The church hired Bowles - whose salary is paid by church supporters, not donations for Haiti - as a business consultant to establish the fund program.

Bowles said the idea came from a visit to Haiti by five volunteers who hand-delivered as much aid as possible. They walked into the mountains and visited isolated families who had no access to medical care or basic supplies.

"We went last year, and we were able to bring food and help, but as you know, the shelter is desperate," said Estime Jozile, a leader of the effort for First Haitian Baptist Church. "When we go back, we want to build houses."

Another new group, the Bethany Foundation, will launch its fundraiser Wednesday with a Service of Remembrance at 5:25 p.m. at La Famille de L'Eglise de Dieu Inc. Church at 43 Church St. in Norwich. The service will include prayers and Haitian songs performed by local artists.

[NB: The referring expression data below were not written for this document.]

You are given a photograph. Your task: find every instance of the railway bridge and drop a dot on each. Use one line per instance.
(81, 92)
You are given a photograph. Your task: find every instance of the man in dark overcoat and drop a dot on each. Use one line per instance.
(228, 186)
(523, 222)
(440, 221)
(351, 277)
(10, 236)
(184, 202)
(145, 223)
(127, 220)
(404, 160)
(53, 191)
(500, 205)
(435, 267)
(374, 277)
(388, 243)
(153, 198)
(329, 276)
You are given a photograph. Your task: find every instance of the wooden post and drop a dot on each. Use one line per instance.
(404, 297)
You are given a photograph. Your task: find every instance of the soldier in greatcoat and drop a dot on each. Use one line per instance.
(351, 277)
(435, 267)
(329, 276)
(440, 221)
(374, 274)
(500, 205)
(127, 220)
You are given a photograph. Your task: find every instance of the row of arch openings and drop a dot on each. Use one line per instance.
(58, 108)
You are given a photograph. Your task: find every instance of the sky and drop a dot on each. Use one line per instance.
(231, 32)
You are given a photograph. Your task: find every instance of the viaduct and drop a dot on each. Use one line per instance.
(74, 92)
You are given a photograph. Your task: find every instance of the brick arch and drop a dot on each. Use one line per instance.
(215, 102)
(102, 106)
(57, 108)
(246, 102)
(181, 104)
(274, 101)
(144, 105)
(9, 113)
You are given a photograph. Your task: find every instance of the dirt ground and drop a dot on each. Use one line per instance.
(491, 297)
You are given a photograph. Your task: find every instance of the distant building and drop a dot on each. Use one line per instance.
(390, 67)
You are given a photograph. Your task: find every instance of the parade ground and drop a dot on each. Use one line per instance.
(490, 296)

Luckner Sylvain of Taftville, co-founder and general manager of the Bethany Foundation, said the group will use money raised to help children in the Leogane area, a city west of Port-au-Prince within the 35-mile earthquake destruction zone.

Sylvain, a Haitian native, said that long before the earthquake, organizers had wanted to form a foundation. They determined to start now because the recovery is so slow, and people are suffering. The group hopes to provide scholarships and basic needs to impoverished families.

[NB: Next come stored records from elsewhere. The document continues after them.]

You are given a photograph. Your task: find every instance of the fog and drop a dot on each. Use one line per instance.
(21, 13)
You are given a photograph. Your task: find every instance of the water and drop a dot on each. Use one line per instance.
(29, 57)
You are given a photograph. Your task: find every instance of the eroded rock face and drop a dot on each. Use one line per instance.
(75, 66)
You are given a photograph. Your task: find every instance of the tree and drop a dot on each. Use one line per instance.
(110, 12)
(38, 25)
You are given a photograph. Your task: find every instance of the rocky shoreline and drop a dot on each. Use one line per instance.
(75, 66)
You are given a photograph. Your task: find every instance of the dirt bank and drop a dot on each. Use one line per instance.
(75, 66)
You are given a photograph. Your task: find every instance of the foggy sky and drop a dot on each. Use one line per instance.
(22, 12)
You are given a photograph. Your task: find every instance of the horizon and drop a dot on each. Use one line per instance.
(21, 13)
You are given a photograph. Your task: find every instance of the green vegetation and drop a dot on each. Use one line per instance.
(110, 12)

"Our vision was conceived to bring hope for the Haitian children, help them become more valuable in their quest to rebuild their nation, inspire in them confidence for a brighter future," Sylvain wrote on the foundation's website,

How to donate to Haitian relief

Haitian Health Foundation: Provides extensive services to more than 200,000 residents in western peninsula region of Jérémie. Send checks to 97 Sherman St., Norwich:

Diocese of Norwich Outreach to Haiti: Encompasses merged programs of former Haitian Ministries and Hospice St. Joseph and provides health, education and support services to people in Haiti's capital, Port-au-Prince. Send checks to 199 Broadway, Norwich, CT 06360.

City of Norwich Local Haitian Relief Fund: Provides small amounts to local Haitian residents to help them support relatives in Haiti or relatives who have relocated to the Norwich area. Send checks made out to Norwich Human Services with notation for Haitian Relief Fund to 80 Broadway, Norwich CT 06360.


Day of Remembrance, 4:30 to 6:30 p.m. Wednesday, Slater Auditorium, Norwich Free Academy campus. Music, speeches, personal testimonials, launch of fundraiser "35 Seconds for Haiti," sponsored by First Haitian Baptist Church of Norwich.

Service of Remembrance, 5:25 p.m. Wednesday, La Famille de L'Eglise de Dieu Inc. Church, 43 Church St., Norwich. Prayer service, Haitian songs performed by local artists. Launch of fundraiser, sponsored by the Bethany Foundation of Norwich.